Rodríguez Larreta sufre las consecuencias de un traspaso apresurado

La trama politica detras de la detencion del Comisario Potocar.

La forma vertiginosa en la que se hizo el traspaso de las 53 comisarías de la Policía Federal a la órbita porteña es la génesis del problema principal que debe atravesar el proyecto de reforma integral del plan con el que Horacio Rodríguez Larreta pretende satisfacer la demanda social de mayor seguridad para los habitantes de la Ciudad de Buenos Aires.

POTOCAR

Contradiciendo la opinión de expertos que aconsejaban trasladar la responsabilidad jurisdiccional en varias etapas, como lo hicieron otros estados del mundo (por ejemplo, el caso de la Policía de Barcelona, cuyo traspaso insumió casi una década), el jefe de Gobierno se inclinó por la postura que proponía acelerar el trámite a menos de un año de duración.

Las decisiones políticas siempre traen aparejadas consecuencias que, en un área tan sensible como la seguridad, conllevan peligros. Larreta y su equipo no ignoran esta realidad y asumen que el reciente involucramiento de su jefe policial en una causa que investiga la corrupción de históricos comisarios de la fuerza en el manejo de la recaudación ilegal es una de las repercusiones de esta decisión.

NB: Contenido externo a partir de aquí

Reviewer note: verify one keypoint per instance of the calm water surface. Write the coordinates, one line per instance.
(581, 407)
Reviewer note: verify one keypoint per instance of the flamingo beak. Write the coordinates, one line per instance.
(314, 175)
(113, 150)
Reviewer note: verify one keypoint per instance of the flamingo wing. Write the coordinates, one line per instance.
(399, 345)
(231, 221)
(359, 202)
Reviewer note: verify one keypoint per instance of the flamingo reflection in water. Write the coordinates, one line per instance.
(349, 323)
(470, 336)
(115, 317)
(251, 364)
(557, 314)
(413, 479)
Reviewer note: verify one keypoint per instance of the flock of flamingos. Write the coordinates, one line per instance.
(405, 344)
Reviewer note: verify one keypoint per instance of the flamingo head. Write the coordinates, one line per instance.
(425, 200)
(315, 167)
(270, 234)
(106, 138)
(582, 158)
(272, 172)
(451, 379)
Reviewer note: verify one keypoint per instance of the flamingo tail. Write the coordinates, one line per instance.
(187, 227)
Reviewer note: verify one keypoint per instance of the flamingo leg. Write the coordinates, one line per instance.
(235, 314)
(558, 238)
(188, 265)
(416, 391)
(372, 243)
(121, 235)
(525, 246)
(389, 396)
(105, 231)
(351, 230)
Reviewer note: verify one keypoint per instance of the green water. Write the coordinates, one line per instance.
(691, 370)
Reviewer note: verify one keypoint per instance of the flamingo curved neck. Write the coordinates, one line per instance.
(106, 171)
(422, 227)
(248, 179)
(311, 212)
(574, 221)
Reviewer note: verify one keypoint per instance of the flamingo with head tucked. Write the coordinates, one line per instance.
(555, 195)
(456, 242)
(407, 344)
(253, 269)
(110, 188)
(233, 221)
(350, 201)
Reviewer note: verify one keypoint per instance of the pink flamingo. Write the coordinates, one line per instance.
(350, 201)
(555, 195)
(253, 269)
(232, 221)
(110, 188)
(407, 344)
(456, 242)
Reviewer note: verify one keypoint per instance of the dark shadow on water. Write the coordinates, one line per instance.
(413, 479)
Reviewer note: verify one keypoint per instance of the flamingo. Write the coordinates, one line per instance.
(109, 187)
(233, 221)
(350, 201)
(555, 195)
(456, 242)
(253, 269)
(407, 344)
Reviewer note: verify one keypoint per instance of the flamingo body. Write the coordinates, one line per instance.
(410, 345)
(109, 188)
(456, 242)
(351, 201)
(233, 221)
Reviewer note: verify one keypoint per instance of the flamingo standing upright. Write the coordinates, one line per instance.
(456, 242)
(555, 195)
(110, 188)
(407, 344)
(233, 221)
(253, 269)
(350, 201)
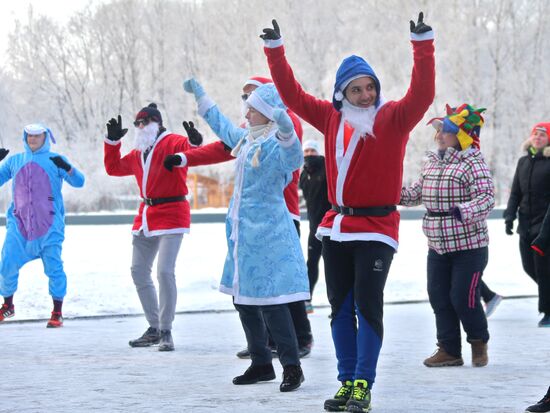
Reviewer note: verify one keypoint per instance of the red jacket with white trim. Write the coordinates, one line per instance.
(371, 173)
(155, 181)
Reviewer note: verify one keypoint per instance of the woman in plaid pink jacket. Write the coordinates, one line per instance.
(457, 189)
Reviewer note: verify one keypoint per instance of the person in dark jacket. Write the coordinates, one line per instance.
(529, 199)
(313, 183)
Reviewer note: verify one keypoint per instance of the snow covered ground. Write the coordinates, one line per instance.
(97, 262)
(87, 365)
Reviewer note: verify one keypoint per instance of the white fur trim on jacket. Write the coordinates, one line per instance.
(286, 141)
(422, 36)
(183, 160)
(110, 142)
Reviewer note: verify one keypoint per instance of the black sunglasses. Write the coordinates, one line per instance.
(145, 122)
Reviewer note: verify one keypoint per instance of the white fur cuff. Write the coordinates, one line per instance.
(183, 160)
(422, 36)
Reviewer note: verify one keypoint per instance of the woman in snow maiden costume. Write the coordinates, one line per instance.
(217, 152)
(456, 187)
(529, 200)
(35, 219)
(162, 219)
(365, 139)
(265, 268)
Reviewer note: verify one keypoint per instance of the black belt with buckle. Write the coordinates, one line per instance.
(157, 201)
(365, 212)
(438, 214)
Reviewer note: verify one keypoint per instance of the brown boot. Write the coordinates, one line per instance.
(479, 353)
(442, 359)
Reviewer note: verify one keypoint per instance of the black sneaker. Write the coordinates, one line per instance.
(545, 321)
(245, 354)
(304, 351)
(150, 337)
(338, 402)
(543, 405)
(166, 343)
(292, 378)
(359, 400)
(256, 373)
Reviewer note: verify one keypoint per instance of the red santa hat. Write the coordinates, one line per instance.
(257, 81)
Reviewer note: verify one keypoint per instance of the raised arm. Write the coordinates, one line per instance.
(290, 149)
(411, 108)
(218, 122)
(314, 111)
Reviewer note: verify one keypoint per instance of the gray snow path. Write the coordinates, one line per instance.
(88, 366)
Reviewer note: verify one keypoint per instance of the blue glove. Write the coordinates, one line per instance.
(283, 121)
(192, 86)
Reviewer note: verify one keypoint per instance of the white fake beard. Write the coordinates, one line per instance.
(361, 119)
(145, 138)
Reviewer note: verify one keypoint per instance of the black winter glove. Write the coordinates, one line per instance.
(271, 34)
(114, 129)
(3, 153)
(509, 227)
(172, 160)
(420, 26)
(60, 163)
(193, 134)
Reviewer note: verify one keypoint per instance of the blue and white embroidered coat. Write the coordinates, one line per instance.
(265, 264)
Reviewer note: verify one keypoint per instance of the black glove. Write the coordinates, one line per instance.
(271, 34)
(172, 160)
(60, 163)
(3, 153)
(193, 134)
(420, 27)
(509, 227)
(114, 129)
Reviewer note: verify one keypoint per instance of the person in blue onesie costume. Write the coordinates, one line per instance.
(35, 221)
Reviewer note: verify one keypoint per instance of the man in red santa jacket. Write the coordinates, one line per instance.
(365, 139)
(218, 152)
(162, 219)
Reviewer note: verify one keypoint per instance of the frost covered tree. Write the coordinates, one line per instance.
(118, 56)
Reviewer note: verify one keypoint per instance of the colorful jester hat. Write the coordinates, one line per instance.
(465, 122)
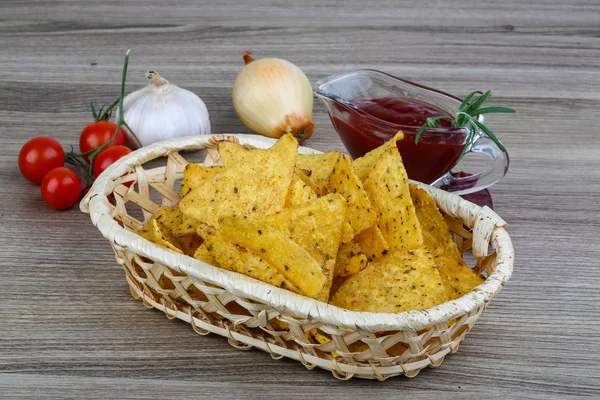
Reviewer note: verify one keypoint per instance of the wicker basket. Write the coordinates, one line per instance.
(249, 313)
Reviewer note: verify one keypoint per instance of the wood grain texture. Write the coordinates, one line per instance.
(68, 326)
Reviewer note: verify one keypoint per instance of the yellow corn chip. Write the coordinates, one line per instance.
(299, 192)
(350, 260)
(387, 186)
(347, 232)
(203, 254)
(317, 168)
(394, 283)
(301, 188)
(344, 181)
(189, 244)
(291, 260)
(436, 234)
(258, 184)
(457, 277)
(164, 238)
(372, 243)
(364, 165)
(187, 227)
(317, 227)
(239, 259)
(159, 228)
(195, 174)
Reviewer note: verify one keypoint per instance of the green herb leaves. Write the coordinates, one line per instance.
(466, 116)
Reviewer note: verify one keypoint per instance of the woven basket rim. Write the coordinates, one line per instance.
(97, 205)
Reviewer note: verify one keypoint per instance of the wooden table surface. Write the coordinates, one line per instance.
(68, 325)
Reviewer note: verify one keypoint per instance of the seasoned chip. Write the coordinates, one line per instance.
(387, 186)
(299, 192)
(195, 174)
(436, 234)
(164, 238)
(344, 181)
(258, 184)
(364, 165)
(400, 281)
(347, 232)
(457, 277)
(372, 243)
(317, 168)
(291, 260)
(350, 260)
(236, 258)
(189, 244)
(203, 254)
(317, 227)
(159, 228)
(187, 227)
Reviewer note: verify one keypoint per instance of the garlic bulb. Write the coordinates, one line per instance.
(162, 111)
(273, 97)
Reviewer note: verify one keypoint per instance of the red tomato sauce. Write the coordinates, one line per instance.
(434, 155)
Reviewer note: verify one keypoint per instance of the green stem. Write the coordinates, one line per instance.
(120, 119)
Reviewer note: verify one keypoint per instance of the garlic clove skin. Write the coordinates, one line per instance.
(273, 97)
(162, 111)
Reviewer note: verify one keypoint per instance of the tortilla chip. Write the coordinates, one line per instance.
(350, 260)
(317, 168)
(364, 165)
(188, 226)
(203, 254)
(290, 259)
(400, 281)
(239, 259)
(299, 192)
(387, 186)
(372, 243)
(258, 184)
(189, 244)
(164, 238)
(317, 227)
(457, 277)
(159, 228)
(347, 232)
(195, 175)
(436, 234)
(344, 181)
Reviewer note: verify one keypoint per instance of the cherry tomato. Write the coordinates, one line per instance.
(108, 156)
(61, 188)
(96, 134)
(38, 156)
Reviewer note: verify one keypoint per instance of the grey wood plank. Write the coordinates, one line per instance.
(68, 326)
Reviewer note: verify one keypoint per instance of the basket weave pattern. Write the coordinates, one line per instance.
(252, 314)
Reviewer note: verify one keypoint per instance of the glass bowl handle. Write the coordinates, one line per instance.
(497, 168)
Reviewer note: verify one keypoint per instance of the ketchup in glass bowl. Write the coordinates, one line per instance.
(367, 108)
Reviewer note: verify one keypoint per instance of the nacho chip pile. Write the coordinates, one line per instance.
(355, 234)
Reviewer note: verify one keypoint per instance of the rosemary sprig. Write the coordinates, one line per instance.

Pero no sólo hubo derivaciones institucionales. “Producto de haber hecho el traspaso a las apuradas, hoy tenemos una situación de desmadre generalizada que se traduce en un crecimiento significativo de los secuestros extorsivos, sobre todo en los barrios del corredor norte lindante con la General Paz”, asegura una experimentada fuente judicial que colabora con la División Antisecuestros de la Federal. Para muchos uniformados, es un secreto a voces que este crecimiento delictivo responde a una sola razón: de la mano del descontento generalizado por la decisión administrativa de mixturar efectivos de varias jurisdicciones, en la Ciudad reemergieron con más fuerza que nunca las zonas liberadas, donde la Policía mira para otro lado mientras se sustancian delitos que dejan caja para repartir. Y lo peor es que, en este punto, colabora mucho la inexperiencia de los efectivos de la fuerza ciudadana, que no realizan el trabajo con la celeridad correspondiente. “Recibimos muy tarde las alertas por los secuestros extorsivos, a veces con demoras de hasta 45 minutos de registrada la denuncia del hecho, con lo cual la posibilidad de prestar colaboración efectiva es escasa o nula, porque cuando tomamos intervención, ya se pagó el rescate o se liberó a la víctima”, explica un uniformado que trabaja en el área. Hay estadísticas que avalan esta hipótesis. Para la Unidad Fiscal de Secuestros Extorsivos (UFESE), durante el primer trimestre de este año ya hubo casi la mitad de secuestros que en todo 2016 en la Ciudad de Buenos Aires. Se registraron 34 casos, mientras que en enero hubo 5; en febrero, 6; y en marzo, otros 7. Incluso durante diciembre (cuando ya el traspaso era un hecho) los 10 secuestros extorsivos que se denunciaron en el país fueron cometidos en la CABA o en el Gran Buenos Aires.

La semana pasada se viralizaron unos videos donde aparecía el ministro de Justicia y Seguridad Martín Ocampo vapuleado por un grupo policías, en el marco de una actividad académica. Esto evidenció que un sector importante de los uniformados no respetan a la autoridad política que debe conducirlos y quien, además, debe designar al sucesor del separado jefe de la fuerza. El debate aún pendiente es si quien conduzca la ya no tan flamante Policía de la Ciudad luego de la separación de Potocar (sobre cuyo destino se ciernen más nubarrones que cielos despejados) será un civil, tal como reclaman ciertos sectores del mundo de la política y la Justicia; o si se volverá a seleccionar a un uniformado para tamaña responsabilidad. Para Rodríguez Larreta, lo más importante será que su plan de seguridad integral, que tan buena aceptación tuvo en los vecinos gracias al excelente marketing que precedió su lanzamiento, continúe avanzando. Pero puertas adentro de la Policía será trascendental que quien asuma tenga claro que no es lo mismo controlar que conducir a los policías. “Para conducir primero tenés que infundir respeto en la tropa, algo que el actual ministro no ha logrado”, completa un uniformado.